What I need to know:
In principle, what are the right parameters to be looking at? Some of
them are not extremely well documented on the ROS site
(http://www.ros.org/wiki/gmapping). The site that page points to
(http://openslam.org/gmapping.html) is at this point largely useless, as
the links are either broken or point back to the same page. So at this
point, it seems the only decent documentation is the academic paper.
This is a shame because many people would be unwilling to digest it (nor
should they have to become a SLAM expert just to build a decent map).

What I have tried:
I have set the parameters srr, srt, stt, and str to zero or near-zero, to
reflect the fact that the minimal amount of odometry error is not
cumulative. I would like the SLAM software to rely strongly on the
localization data and only very weakly on the ladar scan-matching results.
I therefore increased the parameters sigma and lsigma (which I presume to
be standard deviations related to scan-matching). These adjustments
actually made the map much worse (it turned a complete 180 degrees so I
saw the same features at both ends of the mapped room).

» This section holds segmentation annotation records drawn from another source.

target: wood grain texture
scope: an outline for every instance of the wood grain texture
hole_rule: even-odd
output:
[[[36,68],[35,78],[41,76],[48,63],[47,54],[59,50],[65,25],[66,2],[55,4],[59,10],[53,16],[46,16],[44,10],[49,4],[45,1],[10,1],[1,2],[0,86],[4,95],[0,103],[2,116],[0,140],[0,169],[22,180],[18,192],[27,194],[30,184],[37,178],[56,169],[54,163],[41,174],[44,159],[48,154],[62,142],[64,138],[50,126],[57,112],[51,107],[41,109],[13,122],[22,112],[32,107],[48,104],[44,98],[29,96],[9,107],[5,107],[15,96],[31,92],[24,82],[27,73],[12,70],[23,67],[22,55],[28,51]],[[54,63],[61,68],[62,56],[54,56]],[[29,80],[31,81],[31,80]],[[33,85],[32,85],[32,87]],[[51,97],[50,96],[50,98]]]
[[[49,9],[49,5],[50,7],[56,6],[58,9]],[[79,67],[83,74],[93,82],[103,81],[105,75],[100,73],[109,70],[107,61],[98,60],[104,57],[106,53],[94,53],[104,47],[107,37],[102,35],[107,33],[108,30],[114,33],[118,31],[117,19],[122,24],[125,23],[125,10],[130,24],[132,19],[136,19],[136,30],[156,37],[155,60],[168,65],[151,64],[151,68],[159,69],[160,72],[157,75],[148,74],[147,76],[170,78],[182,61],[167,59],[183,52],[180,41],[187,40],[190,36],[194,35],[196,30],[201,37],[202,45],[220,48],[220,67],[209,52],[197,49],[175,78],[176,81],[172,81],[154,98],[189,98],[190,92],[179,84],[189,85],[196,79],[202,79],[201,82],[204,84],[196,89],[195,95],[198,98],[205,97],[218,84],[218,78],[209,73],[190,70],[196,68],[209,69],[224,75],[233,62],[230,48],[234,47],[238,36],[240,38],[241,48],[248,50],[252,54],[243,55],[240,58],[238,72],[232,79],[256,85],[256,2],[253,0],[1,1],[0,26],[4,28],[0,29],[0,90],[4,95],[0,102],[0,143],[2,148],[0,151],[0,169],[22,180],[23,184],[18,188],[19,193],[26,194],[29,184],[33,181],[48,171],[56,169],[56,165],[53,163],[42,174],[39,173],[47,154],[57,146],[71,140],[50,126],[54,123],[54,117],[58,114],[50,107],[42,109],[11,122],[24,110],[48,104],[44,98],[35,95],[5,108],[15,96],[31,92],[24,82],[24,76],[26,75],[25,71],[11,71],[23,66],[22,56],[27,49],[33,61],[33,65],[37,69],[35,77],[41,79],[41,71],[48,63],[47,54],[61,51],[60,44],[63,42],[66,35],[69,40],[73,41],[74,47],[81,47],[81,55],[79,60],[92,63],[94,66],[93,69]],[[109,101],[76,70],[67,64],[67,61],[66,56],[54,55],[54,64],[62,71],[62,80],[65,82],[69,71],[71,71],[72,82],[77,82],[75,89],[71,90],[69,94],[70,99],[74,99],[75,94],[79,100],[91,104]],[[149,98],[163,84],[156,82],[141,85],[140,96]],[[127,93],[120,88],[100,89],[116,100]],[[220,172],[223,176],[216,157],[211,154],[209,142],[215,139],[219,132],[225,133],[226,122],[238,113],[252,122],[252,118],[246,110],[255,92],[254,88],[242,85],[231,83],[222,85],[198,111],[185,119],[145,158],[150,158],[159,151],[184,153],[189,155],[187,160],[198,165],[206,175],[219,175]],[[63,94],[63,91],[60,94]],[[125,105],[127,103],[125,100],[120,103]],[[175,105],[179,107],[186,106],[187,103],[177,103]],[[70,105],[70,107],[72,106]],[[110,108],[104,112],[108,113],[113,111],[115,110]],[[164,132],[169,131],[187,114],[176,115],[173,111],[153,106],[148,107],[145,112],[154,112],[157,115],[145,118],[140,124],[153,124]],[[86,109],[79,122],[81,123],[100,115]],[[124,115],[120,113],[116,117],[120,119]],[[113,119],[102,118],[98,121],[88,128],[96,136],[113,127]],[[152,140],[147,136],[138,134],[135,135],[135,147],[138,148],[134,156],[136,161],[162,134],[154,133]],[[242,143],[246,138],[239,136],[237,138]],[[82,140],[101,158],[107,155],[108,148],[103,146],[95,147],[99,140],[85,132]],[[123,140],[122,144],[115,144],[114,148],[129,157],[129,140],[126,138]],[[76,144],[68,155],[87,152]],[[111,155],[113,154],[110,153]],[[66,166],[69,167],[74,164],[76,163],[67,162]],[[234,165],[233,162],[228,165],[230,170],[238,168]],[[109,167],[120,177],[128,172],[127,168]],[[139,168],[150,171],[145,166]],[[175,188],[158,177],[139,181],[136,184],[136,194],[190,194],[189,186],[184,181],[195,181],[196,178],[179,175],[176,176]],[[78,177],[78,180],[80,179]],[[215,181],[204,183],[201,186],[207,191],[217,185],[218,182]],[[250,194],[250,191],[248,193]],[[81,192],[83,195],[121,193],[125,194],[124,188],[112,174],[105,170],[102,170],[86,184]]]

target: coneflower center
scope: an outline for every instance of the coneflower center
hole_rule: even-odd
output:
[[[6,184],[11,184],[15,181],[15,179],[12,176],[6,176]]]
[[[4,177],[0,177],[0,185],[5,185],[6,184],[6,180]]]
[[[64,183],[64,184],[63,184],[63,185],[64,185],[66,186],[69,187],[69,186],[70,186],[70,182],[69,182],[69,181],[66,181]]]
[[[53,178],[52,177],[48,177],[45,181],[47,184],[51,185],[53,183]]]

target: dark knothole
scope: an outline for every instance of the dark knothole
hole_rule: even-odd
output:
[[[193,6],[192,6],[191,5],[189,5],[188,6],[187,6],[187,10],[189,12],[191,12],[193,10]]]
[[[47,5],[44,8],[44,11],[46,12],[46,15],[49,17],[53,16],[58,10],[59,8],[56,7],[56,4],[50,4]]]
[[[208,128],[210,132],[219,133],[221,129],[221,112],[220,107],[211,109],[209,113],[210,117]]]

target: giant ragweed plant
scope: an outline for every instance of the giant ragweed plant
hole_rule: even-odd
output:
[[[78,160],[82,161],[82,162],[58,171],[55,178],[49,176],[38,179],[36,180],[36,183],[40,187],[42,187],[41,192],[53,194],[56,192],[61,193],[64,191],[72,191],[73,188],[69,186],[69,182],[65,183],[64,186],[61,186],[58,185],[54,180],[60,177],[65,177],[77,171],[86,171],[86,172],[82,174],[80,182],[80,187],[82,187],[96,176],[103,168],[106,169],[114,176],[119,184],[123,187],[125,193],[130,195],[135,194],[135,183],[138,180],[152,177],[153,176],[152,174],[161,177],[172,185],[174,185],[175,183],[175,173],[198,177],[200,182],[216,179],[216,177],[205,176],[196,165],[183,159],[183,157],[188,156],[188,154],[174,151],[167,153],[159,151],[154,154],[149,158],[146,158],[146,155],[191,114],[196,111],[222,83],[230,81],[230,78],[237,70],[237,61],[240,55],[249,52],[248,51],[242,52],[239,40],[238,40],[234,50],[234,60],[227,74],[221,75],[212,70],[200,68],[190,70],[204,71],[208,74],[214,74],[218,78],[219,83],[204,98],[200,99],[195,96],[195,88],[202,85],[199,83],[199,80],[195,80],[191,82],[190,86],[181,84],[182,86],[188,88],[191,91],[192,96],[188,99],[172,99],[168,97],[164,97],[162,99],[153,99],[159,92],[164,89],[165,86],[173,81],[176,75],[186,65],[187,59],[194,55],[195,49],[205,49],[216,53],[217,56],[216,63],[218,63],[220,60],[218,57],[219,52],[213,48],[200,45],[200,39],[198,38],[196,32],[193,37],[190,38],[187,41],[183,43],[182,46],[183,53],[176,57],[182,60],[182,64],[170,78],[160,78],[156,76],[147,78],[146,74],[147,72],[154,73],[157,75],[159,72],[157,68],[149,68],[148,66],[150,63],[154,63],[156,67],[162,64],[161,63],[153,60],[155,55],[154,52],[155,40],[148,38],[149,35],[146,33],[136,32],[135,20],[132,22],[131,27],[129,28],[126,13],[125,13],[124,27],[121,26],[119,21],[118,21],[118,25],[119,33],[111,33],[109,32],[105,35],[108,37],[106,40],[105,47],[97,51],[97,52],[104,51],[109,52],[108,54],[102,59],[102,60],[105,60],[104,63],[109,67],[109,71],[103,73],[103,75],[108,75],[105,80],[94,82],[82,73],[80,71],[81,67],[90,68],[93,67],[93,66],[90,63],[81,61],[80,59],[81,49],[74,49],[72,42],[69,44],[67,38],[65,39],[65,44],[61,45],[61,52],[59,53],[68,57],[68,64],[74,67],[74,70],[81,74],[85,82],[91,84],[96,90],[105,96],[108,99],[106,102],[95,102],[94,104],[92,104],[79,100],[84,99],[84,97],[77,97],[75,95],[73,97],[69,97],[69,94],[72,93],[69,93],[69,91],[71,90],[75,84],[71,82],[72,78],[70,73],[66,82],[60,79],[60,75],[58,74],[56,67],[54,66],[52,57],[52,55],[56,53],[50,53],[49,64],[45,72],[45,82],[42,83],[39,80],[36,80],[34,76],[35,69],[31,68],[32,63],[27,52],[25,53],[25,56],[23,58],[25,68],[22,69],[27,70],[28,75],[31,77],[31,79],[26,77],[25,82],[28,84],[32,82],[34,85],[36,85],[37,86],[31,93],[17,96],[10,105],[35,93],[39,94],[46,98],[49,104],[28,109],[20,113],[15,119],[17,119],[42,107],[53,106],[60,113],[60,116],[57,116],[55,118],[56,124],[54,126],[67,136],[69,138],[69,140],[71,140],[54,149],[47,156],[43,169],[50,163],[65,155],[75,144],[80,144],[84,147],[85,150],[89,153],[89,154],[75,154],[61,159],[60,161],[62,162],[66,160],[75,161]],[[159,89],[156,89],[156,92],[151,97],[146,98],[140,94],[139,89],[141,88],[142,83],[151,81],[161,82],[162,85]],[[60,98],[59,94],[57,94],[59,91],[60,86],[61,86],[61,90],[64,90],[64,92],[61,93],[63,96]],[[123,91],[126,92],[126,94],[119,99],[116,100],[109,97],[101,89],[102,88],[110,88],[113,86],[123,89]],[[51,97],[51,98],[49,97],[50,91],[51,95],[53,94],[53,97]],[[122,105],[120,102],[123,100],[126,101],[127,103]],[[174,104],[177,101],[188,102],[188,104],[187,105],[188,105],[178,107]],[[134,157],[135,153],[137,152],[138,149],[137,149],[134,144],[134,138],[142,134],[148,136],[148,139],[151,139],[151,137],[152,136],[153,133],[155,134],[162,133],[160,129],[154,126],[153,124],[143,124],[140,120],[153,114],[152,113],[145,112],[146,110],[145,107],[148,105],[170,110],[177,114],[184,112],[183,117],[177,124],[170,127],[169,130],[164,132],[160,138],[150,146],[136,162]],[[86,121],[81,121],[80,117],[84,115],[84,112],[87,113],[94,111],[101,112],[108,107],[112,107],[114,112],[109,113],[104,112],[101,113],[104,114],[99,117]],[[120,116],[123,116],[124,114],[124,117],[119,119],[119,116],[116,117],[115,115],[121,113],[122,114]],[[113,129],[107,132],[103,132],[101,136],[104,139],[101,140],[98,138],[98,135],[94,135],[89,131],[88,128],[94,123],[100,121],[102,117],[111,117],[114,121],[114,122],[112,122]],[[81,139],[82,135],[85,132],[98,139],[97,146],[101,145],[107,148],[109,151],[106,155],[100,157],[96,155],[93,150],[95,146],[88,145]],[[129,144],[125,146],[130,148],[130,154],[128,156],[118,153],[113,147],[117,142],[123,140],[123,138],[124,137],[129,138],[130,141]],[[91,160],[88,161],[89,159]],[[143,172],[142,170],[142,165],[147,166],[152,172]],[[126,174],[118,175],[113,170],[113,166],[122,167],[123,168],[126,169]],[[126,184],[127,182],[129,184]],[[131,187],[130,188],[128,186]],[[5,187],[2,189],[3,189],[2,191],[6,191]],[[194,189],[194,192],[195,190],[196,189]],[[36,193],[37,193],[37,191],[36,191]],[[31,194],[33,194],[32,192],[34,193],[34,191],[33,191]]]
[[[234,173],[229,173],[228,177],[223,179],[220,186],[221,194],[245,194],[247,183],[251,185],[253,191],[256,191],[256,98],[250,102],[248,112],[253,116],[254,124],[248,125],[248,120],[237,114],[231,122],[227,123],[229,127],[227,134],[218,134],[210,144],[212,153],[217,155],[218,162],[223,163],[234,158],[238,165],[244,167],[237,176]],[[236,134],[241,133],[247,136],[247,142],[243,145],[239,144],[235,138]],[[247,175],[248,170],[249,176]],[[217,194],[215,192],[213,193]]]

My transforms are as follows:
base_laser->base_link (static)
base_link->odom (provided by the a Kalman Filter that fuses StarGazer and odometry data)

I performed the following experiment to verify the quality of the
StarGazer fused odometry. If I broadcast a static null-transform
map->odom, then I can watch in rviz as the robot smoothly drives across
the screen. Turning on a long Decay Time, I see that the laser readings
are as consistent while driving as they are while standing still. If, on
the other hand, I run slam_gmapping and let it broadcast the map->odom
transform, then driving the robot causes it to jump around quite a bit in
rviz. So I'm fairly sure that gmapping is relying too heavily on
scan-matching instead of localization.

At a high level, this seems like a silly problem because what I'm trying
to do is much easier than the hard problem that slam_gmapping is solving.
Yet it has caused me a lot of trouble. Is there a better tool for the
job?

Any pointers and tips would be appreciated!